Gunicorn Configuration¶
Current Procfile¶
web: gunicorn Lenzeye:app --workers=1 --threads=6 --timeout=120 --graceful-timeout=30 --keep-alive=5 --worker-class=gthread --worker-tmp-dir=/dev/shm --log-level=info --limit-request-line=4096 --limit-request-field_size=8190 --max-requests=1000 --max-requests-jitter=50
Parameter Breakdown¶
| Parameter | Value | Reason |
|---|---|---|
--workers=1 |
1 | Single process to prevent RAM doubling |
--threads=6 |
6 | Handle up to 6 concurrent requests in one process |
--timeout=120 |
120s | Large encrypted uploads can take >60s on slow connections |
--graceful-timeout=30 |
30s | Give active requests time to finish on worker restart |
--keep-alive=5 |
5s | HTTP keep-alive for repeated requests (upload parts) |
--worker-class=gthread |
gthread | Thread-based; suitable for I/O-bound Flask workloads |
--worker-tmp-dir=/dev/shm |
RAM-backed | Worker heartbeat files on RAM disk — avoids disk I/O |
--log-level=info |
info | Log all requests and errors |
--limit-request-line=4096 |
4096 | Max URL length |
--max-requests=1000 |
1000 | Restart worker after 1000 requests to prevent memory drift |
--max-requests-jitter=50 |
50 | Random jitter on restart threshold to prevent all workers restarting at once |
Why 1 Worker?¶
The Render Starter plan provides 512 MB RAM. Under production load:
| State | RAM |
|---|---|
| Baseline (1 worker, idle) | ~237 MB |
| Normal upload load | 243–377 MB |
| Peak (4 concurrent encrypted uploads) | 398 MB |
| Headroom | ~114 MB |
With 2 workers, each worker loads the full Flask application independently (models, blueprints, lazy imports). Baseline would be ~474 MB — leaving only ~38 MB headroom. A single encrypted upload would cause OOM.

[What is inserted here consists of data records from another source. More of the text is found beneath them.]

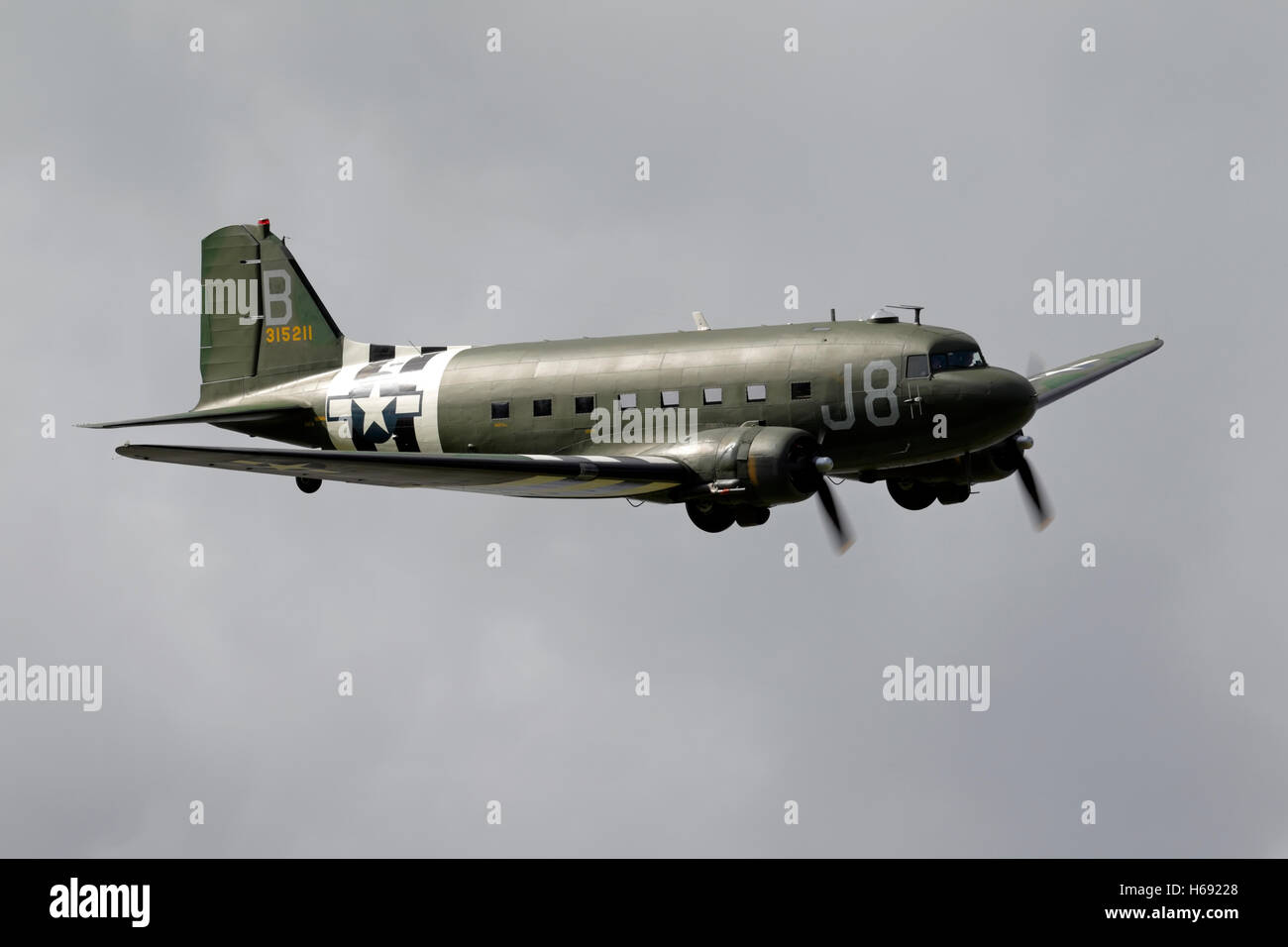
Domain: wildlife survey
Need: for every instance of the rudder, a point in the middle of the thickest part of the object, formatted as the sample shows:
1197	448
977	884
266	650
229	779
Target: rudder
262	321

Do NOT increase workers without re-validating RAM
This configuration was validated over 6h 56min with 2,630+ files and 0 crashes. Increasing --workers on the Starter plan will cause Out-of-Memory kills.
Why gthread?¶
gthread (threaded Gunicorn worker) allows one process to handle multiple concurrent requests using Python threads:
- 6 threads = 6 concurrent requests
- For I/O-bound work (S3 uploads, DB queries), threads are effective — threads block on I/O, not CPU
- GIL is not a bottleneck for I/O workloads
- Alternative (
gevent) would require monkey-patching and has known compatibility issues withcryptographylibrary
Timeout Considerations¶
--timeout=120— a 50 GB file in 10 MB chunks = 5,000 parts. Each part request is short-lived. The timeout applies per-request, not per-session. 120s per request is sufficient.- If the timeout is too short (e.g., 30s), slow connections uploading a 10 MB chunk will time out and fail the upload.

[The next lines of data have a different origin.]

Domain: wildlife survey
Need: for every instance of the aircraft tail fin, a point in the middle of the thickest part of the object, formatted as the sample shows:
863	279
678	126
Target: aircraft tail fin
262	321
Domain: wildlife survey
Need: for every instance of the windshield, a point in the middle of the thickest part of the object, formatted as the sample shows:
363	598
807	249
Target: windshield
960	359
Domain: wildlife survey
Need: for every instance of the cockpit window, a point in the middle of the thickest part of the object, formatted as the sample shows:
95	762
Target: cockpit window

--graceful-timeout=30allows in-flight upload-part requests to complete before Gunicorn kills the worker on restart.
Lazy Loading Impact¶
Heavy libraries are lazy-loaded in Lenzeye.py to reduce baseline RAM:
python
cv2 = None # Loaded on first use
numpy = None # Loaded on first use
vision = None # google.cloud.vision — loaded on first use
pytesseract = None # Loaded on first use
razorpay = None # Loaded on first use
This reduced baseline from ~319 MB to ~237 MB — an 82 MB saving that enabled sustained operation under load.
TL;DR¶
1 worker, 6 threads, 120s timeout, gthread class. This is the validated config for Render Starter (512 MB). The single worker constraint comes from the in-process _hmac_registry (HMAC accumulation) and RAM limits. Do not change without re-validating with a full production load test.